En parallèle, le thermique est à son plus bas niveau depuis 2014. La part du fossile a baissé de 34%. Le charbon est désormais un détail du mix énergétique français, puisqu’il ne représente plus que 0,17% du mix. Hip hip ! (Il faut répondre Hourra).
La production éolienne supplante donc celle du charbon, et ça c’est une très bonne nouvelle, même si c’était pas trop tôt quand même (no offense Pierre Bachelet). Malgré ce constat intrinsèquement vertueux, mon tempérament rabat joie me force à vous dire que la capacité du parc éolien installé à fin 2023 est inférieure de presque 10% (9,54%) par rapport aux projections de la programmation pluriannuelle de l’énergie (PPE) pour la période 2019-2028. Il manque un dernier coup de fouet pour les cinq années à venir afin d’atteindre notre objectif en matière d’énergie éolienne.

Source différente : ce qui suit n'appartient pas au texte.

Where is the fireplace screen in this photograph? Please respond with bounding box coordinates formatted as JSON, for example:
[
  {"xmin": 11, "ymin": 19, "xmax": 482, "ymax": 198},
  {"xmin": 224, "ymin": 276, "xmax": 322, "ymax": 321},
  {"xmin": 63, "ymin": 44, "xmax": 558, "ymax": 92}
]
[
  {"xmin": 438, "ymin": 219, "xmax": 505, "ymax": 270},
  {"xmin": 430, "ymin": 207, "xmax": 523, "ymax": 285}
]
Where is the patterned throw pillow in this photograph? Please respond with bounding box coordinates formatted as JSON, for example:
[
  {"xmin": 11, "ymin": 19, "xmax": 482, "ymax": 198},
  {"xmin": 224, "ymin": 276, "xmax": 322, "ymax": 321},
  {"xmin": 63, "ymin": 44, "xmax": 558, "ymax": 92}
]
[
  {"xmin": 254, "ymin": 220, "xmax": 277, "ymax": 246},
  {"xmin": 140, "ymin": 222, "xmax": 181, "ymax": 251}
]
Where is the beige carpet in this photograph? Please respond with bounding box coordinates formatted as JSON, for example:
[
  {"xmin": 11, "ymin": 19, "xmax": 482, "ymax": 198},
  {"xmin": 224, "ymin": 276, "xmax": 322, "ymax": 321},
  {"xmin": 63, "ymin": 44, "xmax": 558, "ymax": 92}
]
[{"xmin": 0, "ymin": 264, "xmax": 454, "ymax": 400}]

Des émissions de gaz à effet de serre au plus bas
Le troisième constat du bilan électrique de RTE pour 2023, c’est que cette augmentation de la part du renouvelable dans les différents mix énergétique européen entraine une baisse spontanée des émissions de gaz à effet de serre. On assiste à une progression générale de toutes les filières décarbonées. Pour rappel, le nucléaire est une énergie décarbonée.
Les émissions de gaz à effet de serre (GES) sont au plus bas depuis les années 1950 : c’est l’avalanche aux bonnes nouvelles. C’est pour moi c’est cadeau.
C’est pas pour craner, mais la France émet 10 fois moins de gaz à effet de serre que l’Allemagne et 8 fois moins que l’Italie.
Alors oui, le nucléaire pose d’autres questions et soulève d’autres problématiques, mais dans un contexte où la réduction de nos émissions de GES est une urgence, le nucléaire est bien placé pour remplir cette mission. Notre taux de décarbonation est en France de 92,2%.
Les émissions de GES liées à la production d’électricité ont diminué de 32% et de 46% pour la consommation en France en 2023, par rapport à 2022. Cette évolution s’explique en autres (on va voir qui a vraiment suivi et celleux qui dorment au fond de l’ordinateur…) parce qu’en 2022 la France a dû importer de l’électricité de chez ses voisins et que chez les autres, c’est plus carboné que chez nous.
Tous les chiffres et les illustrations (sauf les memes) proviennent du site de RTE et de leur bilan annuel électrique pour l'année 2023.